1798.91.06. (a) This title shall not be construed to impose any duty upon the manufacturer of a connected device related to unaffiliated third-party software or applications that a user chooses to add to a connected device.
(b) This title shall not be construed to impose any duty upon a provider of an electronic store, gateway, marketplace, or other means of purchasing or downloading software or applications, to review or enforce compliance with this title.
(c) This title shall not be construed to impose any duty upon the manufacturer of a connected device to prevent a user from having full control over a connected device, including the ability to modify the software or firmware running on the device at the user’s discretion.
(d) This title shall not apply to any connected device the functionality of which is subject to security requirements under federal law, regulations, or guidance promulgated by a federal agency pursuant to its regulatory enforcement authority.
(e) This title shall not be construed to provide a basis for a private right of action. The Attorney General, a city attorney, a county counsel, or a district attorney shall have the exclusive authority to enforce this title.

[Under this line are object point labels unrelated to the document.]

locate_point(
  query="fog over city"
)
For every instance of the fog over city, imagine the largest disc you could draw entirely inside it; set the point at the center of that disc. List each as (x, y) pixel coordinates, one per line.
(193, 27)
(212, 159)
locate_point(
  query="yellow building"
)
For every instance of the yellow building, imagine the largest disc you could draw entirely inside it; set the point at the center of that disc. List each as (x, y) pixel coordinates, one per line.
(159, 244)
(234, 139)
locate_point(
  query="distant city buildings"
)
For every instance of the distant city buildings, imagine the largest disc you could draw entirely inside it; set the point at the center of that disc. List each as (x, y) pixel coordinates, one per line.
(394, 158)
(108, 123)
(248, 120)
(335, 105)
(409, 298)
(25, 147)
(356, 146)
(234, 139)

(f) The duties and obligations imposed by this title are cumulative with any other duties or obligations imposed under other law, and shall not be construed to relieve any party from any duties or obligations imposed under other law.
(g) This title shall not be construed to limit the authority of a law enforcement agency to obtain connected device information from a manufacturer as authorized by law or pursuant to an order of a court of competent jurisdiction.
(h) A covered entity, provider of health care, business associate, health care service plan, contractor, employer, or any other person subject to the federal Health Insurance Portability and Accountability Act of 1996 (HIPAA) (Public Law 104-191) or the Confidentiality of Medical Information Act (Part 2.6 (commencing with Section 56) of Division 1) shall not be subject to this title with respect to any activity regulated by those acts.
(i) This title shall become operative on January 1, 2020.
SEC. 2. This act shall become operative only if Senate Bill 327 of the 2017–18 Regular Session is also enacted and becomes effective.